I know, I know - a person's own child always is the smartest, cutest and most amazing child that ever lived. They have to be that in our minds so we can handle the brain dead things they do as teenagers or adults.

That said I have to share with you some of the things Son has done to bring me back to appreciation of what might be, instead of assuming what is. Son is 2 years 5 months old:

While sitting at the dinner table staring at a pile of Banana slices, anticipating not eating them, he line them up in a row counting each one with a tone saying “ I am not eating that one 1, I am not eating that one 2 ....“

After coming down the stairs in the morning he ran to the refrigerator and with open arms as if giving a blessing, saying “ red, red, Red.” The red light, that signaled locked or unlocked, on the in the door ice and water was off. He keeps saying this until the lock is put back on and the red light appears.

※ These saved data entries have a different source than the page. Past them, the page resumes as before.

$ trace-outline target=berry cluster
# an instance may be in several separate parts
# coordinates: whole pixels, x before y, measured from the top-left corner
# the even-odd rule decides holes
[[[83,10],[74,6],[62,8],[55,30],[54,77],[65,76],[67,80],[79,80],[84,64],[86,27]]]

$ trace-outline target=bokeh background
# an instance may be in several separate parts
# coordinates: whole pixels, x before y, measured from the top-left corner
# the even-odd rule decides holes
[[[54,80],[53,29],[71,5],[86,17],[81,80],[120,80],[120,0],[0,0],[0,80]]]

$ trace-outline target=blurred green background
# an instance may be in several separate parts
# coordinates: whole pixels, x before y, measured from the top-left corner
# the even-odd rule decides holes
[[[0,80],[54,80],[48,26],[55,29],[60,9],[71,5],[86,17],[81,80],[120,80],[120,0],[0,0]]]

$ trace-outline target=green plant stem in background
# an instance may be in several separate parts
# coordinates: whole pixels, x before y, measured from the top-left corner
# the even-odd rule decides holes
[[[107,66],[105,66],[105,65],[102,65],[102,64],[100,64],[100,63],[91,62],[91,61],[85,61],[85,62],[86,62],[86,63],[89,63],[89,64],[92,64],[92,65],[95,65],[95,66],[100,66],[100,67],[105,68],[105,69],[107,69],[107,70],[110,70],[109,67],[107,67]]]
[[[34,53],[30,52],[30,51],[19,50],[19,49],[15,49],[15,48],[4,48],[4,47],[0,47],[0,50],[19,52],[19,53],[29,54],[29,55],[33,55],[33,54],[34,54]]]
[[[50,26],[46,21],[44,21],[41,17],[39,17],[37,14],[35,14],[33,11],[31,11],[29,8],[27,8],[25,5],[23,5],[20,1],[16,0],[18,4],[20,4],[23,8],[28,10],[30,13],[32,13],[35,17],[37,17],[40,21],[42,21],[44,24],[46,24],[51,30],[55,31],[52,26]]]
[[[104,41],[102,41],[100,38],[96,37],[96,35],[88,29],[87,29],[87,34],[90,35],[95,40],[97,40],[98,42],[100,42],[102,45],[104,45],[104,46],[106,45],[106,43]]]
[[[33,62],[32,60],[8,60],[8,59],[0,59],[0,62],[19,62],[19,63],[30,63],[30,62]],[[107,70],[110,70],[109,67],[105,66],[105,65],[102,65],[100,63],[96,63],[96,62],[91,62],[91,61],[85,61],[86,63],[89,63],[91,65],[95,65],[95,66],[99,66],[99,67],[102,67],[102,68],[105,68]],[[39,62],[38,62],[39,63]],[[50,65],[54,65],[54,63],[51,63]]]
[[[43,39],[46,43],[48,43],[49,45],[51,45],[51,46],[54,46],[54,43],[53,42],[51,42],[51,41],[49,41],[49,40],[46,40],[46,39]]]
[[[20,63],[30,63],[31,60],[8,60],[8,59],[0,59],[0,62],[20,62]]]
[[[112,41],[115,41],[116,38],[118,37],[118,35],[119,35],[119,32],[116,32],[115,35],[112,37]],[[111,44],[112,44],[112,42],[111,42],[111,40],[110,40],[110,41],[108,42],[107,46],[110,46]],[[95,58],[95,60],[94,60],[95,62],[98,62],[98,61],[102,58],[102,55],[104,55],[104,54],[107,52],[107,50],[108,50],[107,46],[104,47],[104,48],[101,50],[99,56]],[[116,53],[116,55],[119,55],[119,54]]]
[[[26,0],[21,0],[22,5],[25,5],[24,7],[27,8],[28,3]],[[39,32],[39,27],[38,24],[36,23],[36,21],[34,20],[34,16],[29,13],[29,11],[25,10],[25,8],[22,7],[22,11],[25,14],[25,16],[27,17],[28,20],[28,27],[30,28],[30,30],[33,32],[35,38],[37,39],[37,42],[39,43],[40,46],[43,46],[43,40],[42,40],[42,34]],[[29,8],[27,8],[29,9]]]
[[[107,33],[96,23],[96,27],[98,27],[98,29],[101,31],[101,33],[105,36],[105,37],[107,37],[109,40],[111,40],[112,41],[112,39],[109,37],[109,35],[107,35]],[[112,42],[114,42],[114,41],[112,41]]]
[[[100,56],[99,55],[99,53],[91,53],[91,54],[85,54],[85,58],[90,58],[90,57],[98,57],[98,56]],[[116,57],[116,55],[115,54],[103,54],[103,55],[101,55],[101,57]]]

Last night at dinner I asked him what he wanted for dinner after he had eaten all the things I had given him. He said “Mickey mouse” (he is not much of a meat eater but if he wanted a mouse --)so we went though pretty much every box in the pantry asking if this is what he wanted. With the response of “Noooooooo,” that relayed the tone of "you stupid man." That is until I got to the box of crackers that has a picture of Goofy on the back and he says “Yes please.”

I wish I could be that observant, enjoy time as it passes slowly instead of assuming many things and then wonder where the time went. Like the time I spent writing this blog.

Monday, January 01, 2007

Why I Serve a Congregation



There has been a number of times in my life recently I have wonder why I continue to serve a church, besides all that call from God business. All the frustrations of being in a place and serving many people who do not have much control in the other parts of their lives, in their work place, with their health or multitude of other places, who feel free to express at church all the pent up needs and to vent in a safe place. Where it is safe to be angry or _____ (fill in the emotional blank) at the pastor or unfortunately at the pastor's spouse. This is also demonstrated in the need to keep everything the same. To keep the same activities, the same traditions in order to make sure the church is the one place they can count on for stability in their lives.

My sadness is that they hold so tight to the traditions and by holding on to those traditions their safe place is only safe for them and is not open to anyone else, unless they are willing to change and become like them. Without change and/or allowing other people to make the church a safe place, on their own terms, the church becomes a tomb that is only fully realized when it is empty.

This last week I was reminded why I continue to serve a congregation, beside all that call from God business. Last week I got to spend a day with an Elder who understands what it means to be part of a congregation. We spent the day putting speakers in the sanctuary for the members of the congregation who do not hear as well as they have in the past. As we worked we both new that the room was to small to need speakers, as a matter of fact when we tested the speakers he could not always tell if the the sound was coming from me or the speakers.

What I remembered was that one of the things that keeps me serving a congregation is the privilege of being with and learning from the people am a called to serve. It might be selfish of me but I get a lot of joy of seeing people using - unselfishly - the gifts God has given to them. I believe that part of my responsibility, as a pastor, (and in general as a Christian) is to observe and then tell people when I see God at work in their living and giving. There are many people who do this all the time. I just don't always see it through the few squeaky wheels.

I am beginning the New Year reassured that God is a work in the church I have been call to serve - in spit of all we try to do to get in the way of God's purpose.